Okay, um diese Diskussion wieder aufzunehmen und hier für ein
bisschen Leben und Provokation zu Sorgen: NICHTS wissen, aber
dennoch Gott folgen, also deine Definition von Glauben, das
entbehrt doch wirklich jeder Grundlage. Mir ist schon klar,
dass es um „Glauben“ geht und nicht um „Wissen“, aber warum
WISSEN dann alle so genau, was Gott will und warum und was er
hiermit oder damit gemeint hat ?

Ich kann dir nicht sagen, woher die anderen ihre Weisheiten nehmen. Und in irgendwelche Geschehnisse (Katastrophen, Wunder,…) Gottes Werk zu sehen ist sehr einfach. Ich stelle aber oft genug bei mir fest, daß ich Gott etwas „unterstelle“, und denke, Gott kann eigentlich nur so sein, nur so entscheiden,… Aber letztendlich kommt viel aus unserem Unterbewußtsein, und das wird oft genug manipuliert.

Das ist doch irgendwie so: „Hm, eigentlich hab ich keine
Ahnung, aber dran Glauben kann nicht schaden“.
Woher kommt denn bei euch der Glaube ?
Was macht euch so sicher ?
Und sagt jetzt bitte nicht, dass Ihr NICHT sicher seid, das
wäre etwas ganz neues, sowas hätte ich echt noch nie von
gläubigen Christen vernommen.
Viele Grüßen,

rushme

Auch wenn du mir nicht glaubst, ich bin mir nicht immer sicher. Glauben heißt für mich jeden Tag aufs neue das Gespräch und die Partnerschaft mit Gott neu leben und erleben und du kannst dir vielleicht denken, dass das „leben“ nicht immer einfach ist.
Ich kann dir nicht sagen woher bei mir der Glaube kommt und was mich (wenn auch nicht immer) sicher macht, dass es Gott wirklich gibt. Aber für mich steht der Glaube nicht allein da, sondern wird von Vertrauen, Liebe und Hoffnung begleitet. Aus diesem Grund ist es vermutlich so schwer, in diesem Bezug konkret zu werden, weil es sich schlicht um Gefühle handelt, und die kann man schlecht beschreiben und begründen.

Grüsse
Wolfgang

Ein paar Worte…
Hallo liebe Experten!
Zu Euren Ausführungen auch ein paar Worte von mir:

  1. Zum Ewigen Leben: Ich bin der Meinung, daß jeder Mensch, ob gut oder böse das ewige Leben hat. Denn nichts, was von Gott kommt, kann je vernichtet werden, es kann nur seinen Zustand ändern. Also z. B. von der materielle im die geistige Welt gehen, bzw. steigen oder fallen. Wie sich aber das ewige Leben für den einzelnen Menschen vorfindet, das ist eine ganz andere Frage. Ein Mensch der Jesus liebt und Liebeswerke (wie der Samariter) ausge-übt hat, dessen ewiges Leben wird anders aussehen, als z.B. das eines Geizhalses.

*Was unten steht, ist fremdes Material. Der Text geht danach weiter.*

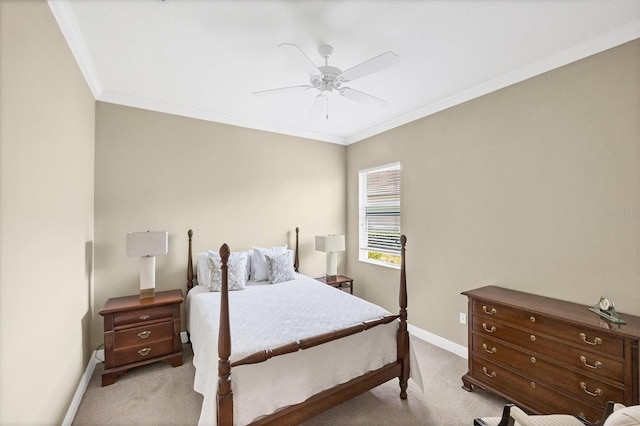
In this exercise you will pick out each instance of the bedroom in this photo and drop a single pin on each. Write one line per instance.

  2. Zum Glauben: Wir bekommen den Glauben nicht eingetrichtert, er wird uns auch nicht zuteil, sonder der Glaube wächst mit der eigenen Lebens- bzw. Gotteserfahrung. Der Glaube ist die Voraussetzung, daß wir Jesus lieben können. Aber Glauben allein, ohne Liebeswerke, ist tot. Denkt doch: Auch die Teufel glauben, daß es Gott gibt und zittern!

  3. „und dann lebten erst noch ein paar hunderttausend Jahre Menschen, die ziemlich ver-schwommene Gottesvorstellungen gehabt haben dürften“
    Schon lange Zeiträume vor Adam gab es bereits Wesen, die ähnlich wie Menschen aus-schauten. Das waren aber keine Geist-Menschen wie wir, sondern Seelen-Menschen.
    Geist-Menschen bestehen aus Geist, Seele und Leib. Seelen-Menschen bestehen aus Seele und Leib. Jedes Tier besteht auch aus Seele und Leib. (Mit Geist meine ich nicht den Ver-stand)

  4. "Was immer man Gott in den Mund gelegt hat, ist doch von Menschen geschrieben worden. "
    Vorschlag: Gehe doch einmal, wenn Du Zeit und Muse hast und ungestört bist, in Dein Inne-res und rede zu Jesus. Sage ihm, daß Du daran zweifelst, daß es Gott gibt und er solle sich doch an Dir erweisen. Wenn Du es ernstlich und ehrlich meinst, wird sich Jesus Dir auf ir-gendeine Art erweisen. Denn wer bittet, dem wird gegeben!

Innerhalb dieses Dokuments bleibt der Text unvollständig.